The first wild bear I ever saw was in Vermont, eating raspberries, in 1946. I have since seen others, in remoter places. But I’ve never seen a bear in Princeton, or anywhere near it, and, in fact, was unaware that bears live in New Jersey until one morning about fifteen years ago when an interview I had been granted by Lester MacNamara, the state’s Director of Fish and Game, was interrupted by a ringing telephone. MacNamara was a big man from California with a weathered countenance, and he looked out of place in the confinement of a Trenton office. Relaxed and reminiscing, he had been telling me that he much preferred New Jersey’s wild terrain to the ones of his youth in California. The phone call made him furious.
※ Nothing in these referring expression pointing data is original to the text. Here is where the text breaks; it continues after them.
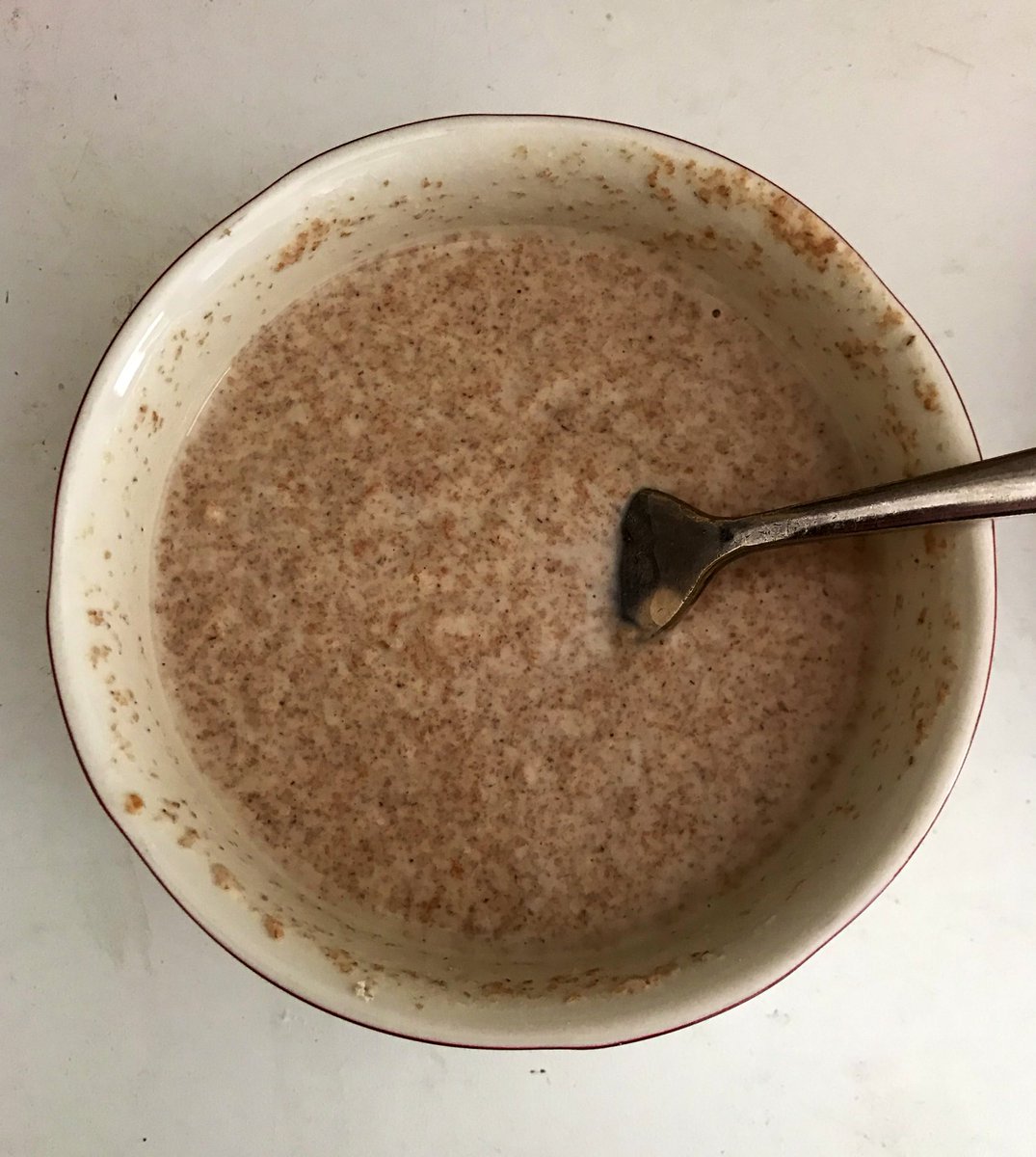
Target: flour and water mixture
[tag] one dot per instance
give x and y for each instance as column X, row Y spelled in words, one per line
column 385, row 605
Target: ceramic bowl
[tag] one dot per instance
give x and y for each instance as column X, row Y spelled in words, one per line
column 769, row 257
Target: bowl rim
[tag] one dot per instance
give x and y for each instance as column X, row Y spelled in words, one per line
column 60, row 497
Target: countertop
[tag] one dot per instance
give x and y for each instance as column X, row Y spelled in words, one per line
column 126, row 130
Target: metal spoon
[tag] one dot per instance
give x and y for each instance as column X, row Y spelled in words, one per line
column 670, row 550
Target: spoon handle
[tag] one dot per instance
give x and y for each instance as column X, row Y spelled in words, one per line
column 978, row 490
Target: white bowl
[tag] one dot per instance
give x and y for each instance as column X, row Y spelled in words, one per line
column 767, row 255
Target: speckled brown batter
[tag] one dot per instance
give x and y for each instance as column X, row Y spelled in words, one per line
column 384, row 591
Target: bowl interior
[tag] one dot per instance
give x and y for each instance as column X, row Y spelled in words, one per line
column 768, row 257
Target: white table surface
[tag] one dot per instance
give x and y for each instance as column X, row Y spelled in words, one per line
column 126, row 128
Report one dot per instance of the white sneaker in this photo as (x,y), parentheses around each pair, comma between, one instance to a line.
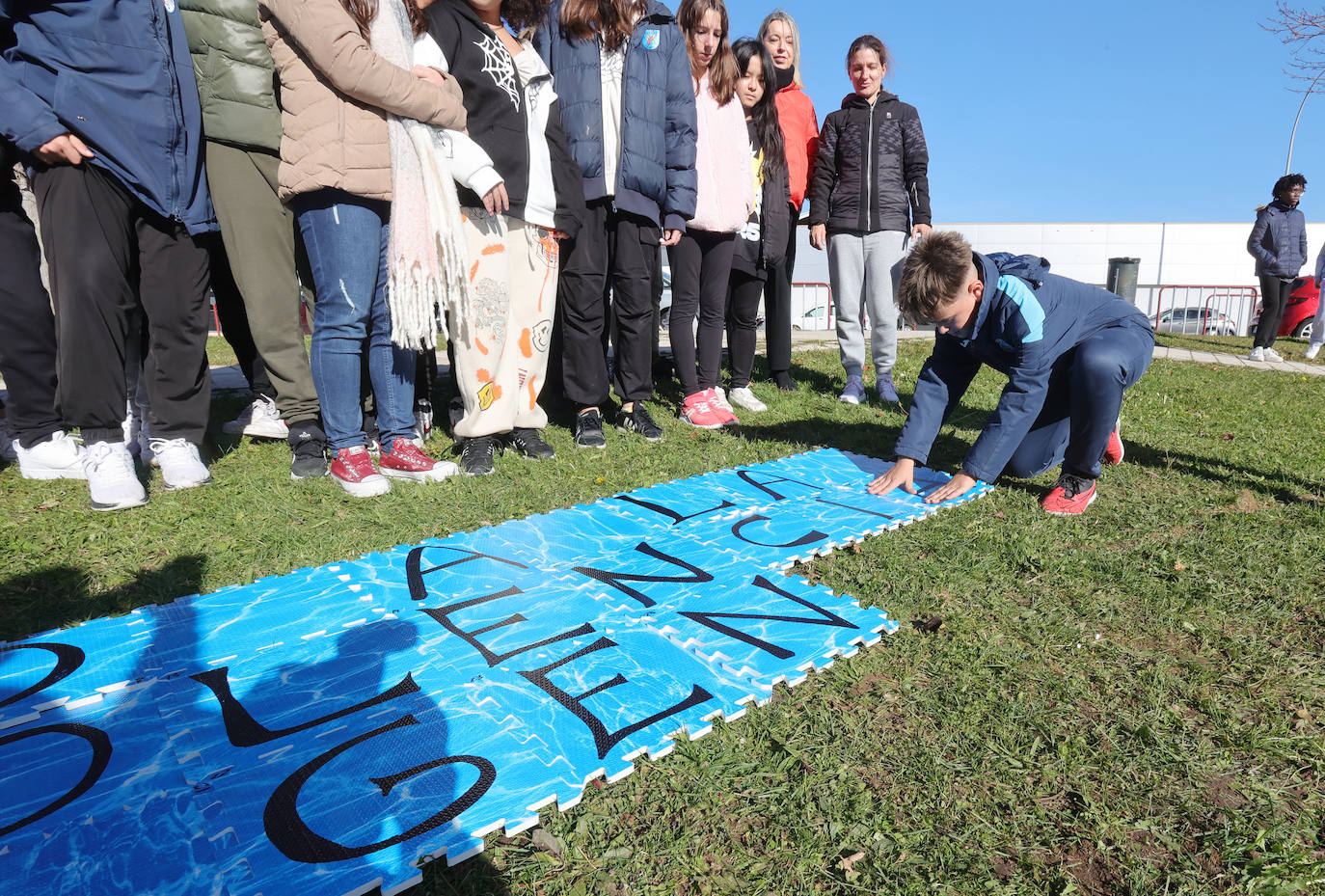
(112,480)
(743,396)
(258,421)
(180,466)
(57,457)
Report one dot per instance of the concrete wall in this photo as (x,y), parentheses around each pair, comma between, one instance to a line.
(1170,254)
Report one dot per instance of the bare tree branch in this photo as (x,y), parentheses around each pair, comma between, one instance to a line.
(1303,31)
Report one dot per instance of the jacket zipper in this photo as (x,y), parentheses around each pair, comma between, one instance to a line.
(870,169)
(160,27)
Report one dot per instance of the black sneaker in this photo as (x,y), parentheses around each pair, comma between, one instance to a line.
(309,449)
(637,421)
(588,429)
(530,445)
(475,456)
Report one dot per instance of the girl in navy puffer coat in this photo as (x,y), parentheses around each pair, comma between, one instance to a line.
(1279,244)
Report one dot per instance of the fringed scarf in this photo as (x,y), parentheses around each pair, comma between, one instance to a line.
(427,258)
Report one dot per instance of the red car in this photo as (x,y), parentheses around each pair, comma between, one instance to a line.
(1300,313)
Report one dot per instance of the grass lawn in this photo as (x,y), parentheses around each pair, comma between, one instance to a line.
(1125,703)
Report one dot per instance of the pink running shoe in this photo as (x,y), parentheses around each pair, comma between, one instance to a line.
(718,402)
(406,460)
(353,471)
(701,415)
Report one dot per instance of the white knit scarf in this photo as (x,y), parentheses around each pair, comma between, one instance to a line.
(427,258)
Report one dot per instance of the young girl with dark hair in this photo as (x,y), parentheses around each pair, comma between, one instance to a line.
(628,114)
(868,194)
(1279,244)
(762,241)
(800,137)
(701,260)
(362,166)
(520,194)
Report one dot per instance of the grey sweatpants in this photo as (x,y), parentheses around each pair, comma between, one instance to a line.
(861,271)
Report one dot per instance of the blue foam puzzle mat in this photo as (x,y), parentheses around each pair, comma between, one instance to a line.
(333,729)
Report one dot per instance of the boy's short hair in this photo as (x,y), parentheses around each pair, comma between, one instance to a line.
(934,273)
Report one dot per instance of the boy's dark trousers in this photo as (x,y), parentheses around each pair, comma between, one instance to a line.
(109,255)
(1083,402)
(622,247)
(258,237)
(27,325)
(776,307)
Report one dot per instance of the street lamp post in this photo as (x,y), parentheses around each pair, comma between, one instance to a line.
(1288,167)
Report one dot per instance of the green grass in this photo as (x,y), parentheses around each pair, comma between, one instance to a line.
(1125,703)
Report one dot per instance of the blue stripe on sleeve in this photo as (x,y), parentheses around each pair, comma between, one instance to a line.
(1027,303)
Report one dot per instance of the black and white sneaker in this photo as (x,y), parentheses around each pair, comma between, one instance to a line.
(588,429)
(530,443)
(637,421)
(309,449)
(475,455)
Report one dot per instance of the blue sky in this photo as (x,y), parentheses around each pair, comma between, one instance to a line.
(1052,112)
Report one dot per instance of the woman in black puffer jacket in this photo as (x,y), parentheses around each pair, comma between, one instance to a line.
(1279,244)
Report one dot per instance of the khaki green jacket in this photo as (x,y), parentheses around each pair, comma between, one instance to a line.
(236,78)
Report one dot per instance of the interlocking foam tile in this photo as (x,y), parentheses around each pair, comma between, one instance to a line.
(81,663)
(344,724)
(133,829)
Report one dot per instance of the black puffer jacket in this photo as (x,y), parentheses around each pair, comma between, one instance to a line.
(872,170)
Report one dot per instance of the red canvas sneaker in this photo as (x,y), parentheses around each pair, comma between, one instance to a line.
(1069,498)
(406,460)
(353,471)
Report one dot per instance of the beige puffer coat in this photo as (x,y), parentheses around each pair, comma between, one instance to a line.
(336,93)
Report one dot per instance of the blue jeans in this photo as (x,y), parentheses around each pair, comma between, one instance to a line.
(346,239)
(1081,408)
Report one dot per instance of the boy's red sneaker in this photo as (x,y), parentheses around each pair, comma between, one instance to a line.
(406,460)
(1113,449)
(1069,498)
(353,471)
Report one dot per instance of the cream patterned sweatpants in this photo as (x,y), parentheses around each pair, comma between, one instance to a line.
(501,353)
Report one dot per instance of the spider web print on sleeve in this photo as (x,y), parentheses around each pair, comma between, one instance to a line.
(500,68)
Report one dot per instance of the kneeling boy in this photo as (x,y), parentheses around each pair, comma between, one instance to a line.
(1068,350)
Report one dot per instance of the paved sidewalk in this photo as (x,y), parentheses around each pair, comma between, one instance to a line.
(806,339)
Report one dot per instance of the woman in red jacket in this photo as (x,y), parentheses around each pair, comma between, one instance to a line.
(800,135)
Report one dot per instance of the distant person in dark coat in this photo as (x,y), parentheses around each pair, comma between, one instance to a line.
(1279,244)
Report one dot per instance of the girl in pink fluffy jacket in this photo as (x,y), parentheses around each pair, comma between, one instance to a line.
(701,261)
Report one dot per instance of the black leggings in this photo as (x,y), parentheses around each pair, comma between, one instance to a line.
(744,296)
(1274,293)
(701,266)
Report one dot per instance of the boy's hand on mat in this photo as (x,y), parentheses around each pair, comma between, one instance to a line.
(496,201)
(899,477)
(953,488)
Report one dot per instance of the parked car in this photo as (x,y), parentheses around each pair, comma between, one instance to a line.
(817,318)
(1301,311)
(1196,318)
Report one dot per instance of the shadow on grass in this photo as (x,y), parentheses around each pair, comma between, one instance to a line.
(1226,472)
(61,595)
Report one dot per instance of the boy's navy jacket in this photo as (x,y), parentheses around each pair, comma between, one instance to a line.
(1026,321)
(118,74)
(1279,240)
(872,170)
(499,116)
(656,174)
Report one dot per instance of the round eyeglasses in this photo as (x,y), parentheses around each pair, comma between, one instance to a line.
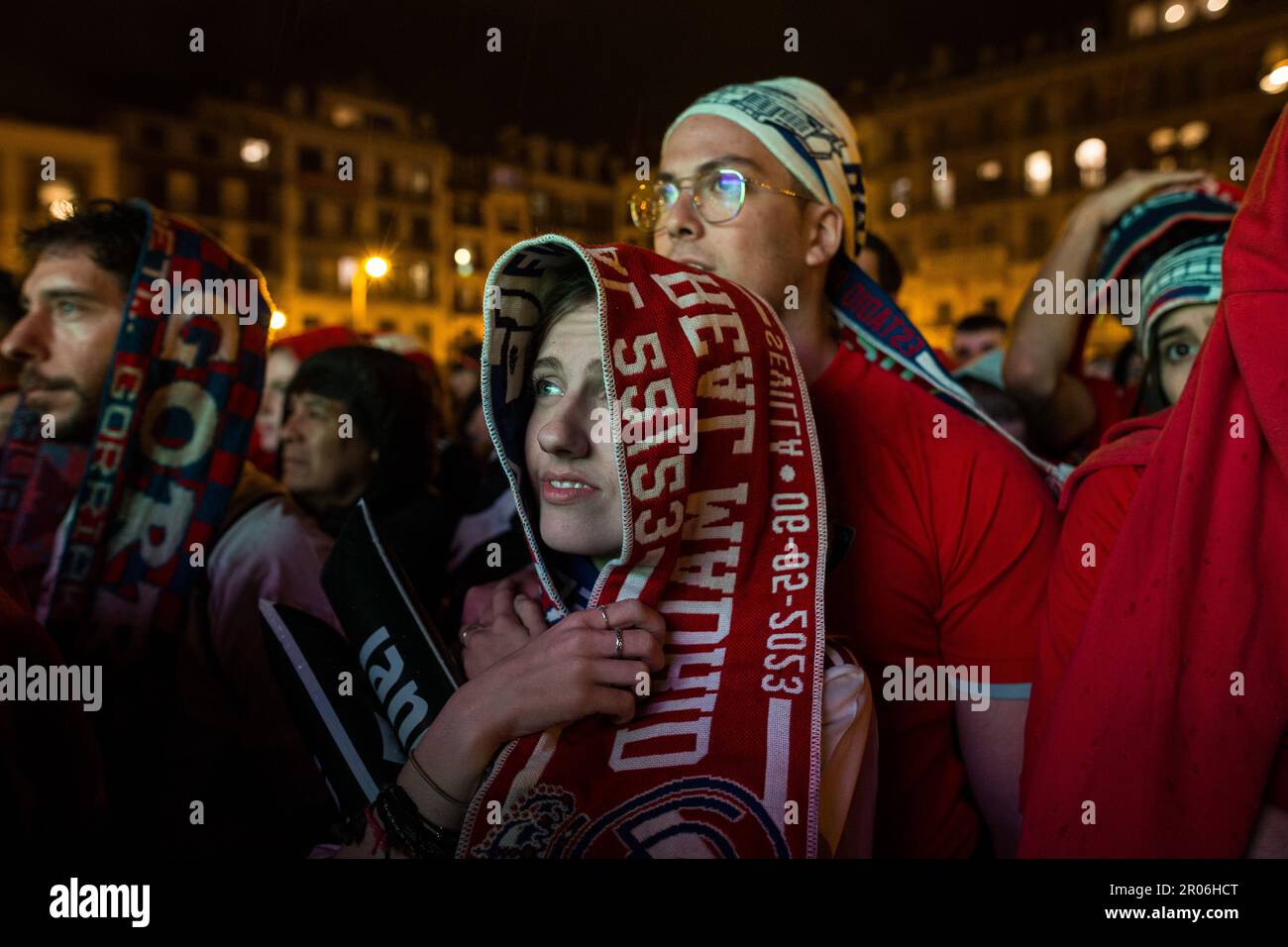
(717,197)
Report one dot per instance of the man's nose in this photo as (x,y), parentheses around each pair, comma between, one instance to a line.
(565,432)
(683,221)
(29,339)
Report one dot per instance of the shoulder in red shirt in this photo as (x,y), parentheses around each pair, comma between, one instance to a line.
(941,553)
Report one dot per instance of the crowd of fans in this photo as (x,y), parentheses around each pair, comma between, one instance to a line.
(142,539)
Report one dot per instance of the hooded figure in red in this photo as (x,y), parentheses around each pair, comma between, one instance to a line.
(1164,737)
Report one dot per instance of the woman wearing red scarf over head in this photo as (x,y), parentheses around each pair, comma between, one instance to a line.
(657,433)
(283,359)
(1166,736)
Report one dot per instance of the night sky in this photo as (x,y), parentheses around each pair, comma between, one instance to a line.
(571,68)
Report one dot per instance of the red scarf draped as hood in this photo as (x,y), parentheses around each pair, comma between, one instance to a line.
(1162,740)
(728,543)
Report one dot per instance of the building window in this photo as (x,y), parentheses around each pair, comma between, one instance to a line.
(465,299)
(309,224)
(987,125)
(1142,21)
(262,252)
(1159,90)
(990,169)
(254,151)
(1090,158)
(346,268)
(1037,172)
(420,282)
(901,196)
(261,202)
(155,188)
(310,159)
(386,226)
(1176,16)
(1037,237)
(420,231)
(898,144)
(944,191)
(1034,116)
(310,275)
(1192,134)
(207,196)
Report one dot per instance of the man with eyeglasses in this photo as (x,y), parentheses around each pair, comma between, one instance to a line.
(940,530)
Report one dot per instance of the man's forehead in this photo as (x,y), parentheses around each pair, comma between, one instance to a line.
(707,138)
(69,265)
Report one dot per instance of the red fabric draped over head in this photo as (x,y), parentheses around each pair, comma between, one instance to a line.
(726,540)
(1164,733)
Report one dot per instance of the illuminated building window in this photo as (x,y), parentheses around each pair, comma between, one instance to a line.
(901,195)
(1176,14)
(1037,172)
(1142,21)
(58,198)
(344,269)
(254,153)
(1090,158)
(419,273)
(990,169)
(1192,134)
(1162,140)
(944,191)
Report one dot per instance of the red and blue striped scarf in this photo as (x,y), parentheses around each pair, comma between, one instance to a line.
(175,419)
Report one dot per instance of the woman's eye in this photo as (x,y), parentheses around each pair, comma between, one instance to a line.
(545,386)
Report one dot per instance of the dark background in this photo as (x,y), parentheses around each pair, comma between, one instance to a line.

He was learning that a farmer in Pottersville had murdered with a shotgun a treed and frightened bear. MacNamara’s responses were not so much spoken as detonated. When he hung up, he almost broke the phone.

“On the Way to Gladstone” joins what is already a splendid McPhee bear oeuvre, including “A Textbook Place for Bears,” “Under the Snow,” “Direct Eye Contact,” and his classic “The Encircled River.”